Se ce l’avessero chiesto, sia a me che a mia sorella, avremmo dato l’ok ad un aiuto che facesse finire al più presto quell’agonia.

Ma ovviamente, visto che non si può, visto che l’eutanasia è assolutamente illegale, non ce l’hanno chiesto né detto, non potevano.

Il dubbio atroce è che, pur nell’assolutamente illegale, l’abbiano fatto lo stesso.
Sai la cosa più amara, quella che mi fa stare più male, qual è?

Che era sola quando è morta, sola in quell’anonimo letto, dietro a quel paravento, lontana da tutto il mondo, sola, assolutamente sola.
Era in assoluto quello che non volevamo, che morisse da sola.

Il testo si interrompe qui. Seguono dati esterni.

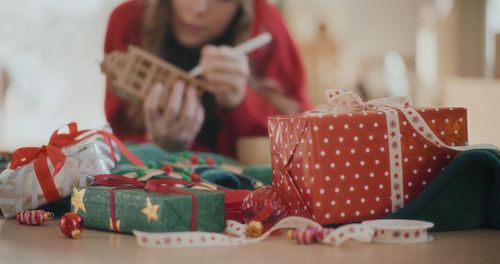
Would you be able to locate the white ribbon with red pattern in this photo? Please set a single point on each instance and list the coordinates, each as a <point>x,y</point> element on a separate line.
<point>237,236</point>
<point>346,101</point>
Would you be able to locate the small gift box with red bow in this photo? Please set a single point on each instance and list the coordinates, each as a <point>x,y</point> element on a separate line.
<point>41,175</point>
<point>355,160</point>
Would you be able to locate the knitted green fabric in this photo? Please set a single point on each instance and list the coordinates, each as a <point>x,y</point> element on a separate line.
<point>465,195</point>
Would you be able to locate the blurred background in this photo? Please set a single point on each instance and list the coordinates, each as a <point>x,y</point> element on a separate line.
<point>439,52</point>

E l’unica cosa che nel mio cuore spero è che non se ne sia resa conto, che non lo sapesse, che non ne fosse cosciente.
Che in quell’ultimo attimo, in quell’ultimo respiro non si sia risvegliata rendendosi conto che l’avevamo lasciata sola.

Se così è stato… perdonami mamma.
Ma se potessi un giorno sapere che così è stato io non mi perdonerei, mai.

***

Io sono vecchia ormai, non vecchissima, diciamolo, ma abbastanza vecchia da aver visto tanti, tanti più giovani di me, andarsene.

Arriverà il mio momento, presto o tardi, e spesso mi dico che non sarà mai troppo presto, che la mia parte l’ho fatta e potrei anche fermarmi qui, finirla qui.

Quando quel momento arriverà spero davvero di riuscire a fare in modo di andarmene lontano da tutto e da tutti, per risparmiare loro l’agonia di vedere che mi spengo come una candela consumata, ma non come lei, non dietro ad un paravento.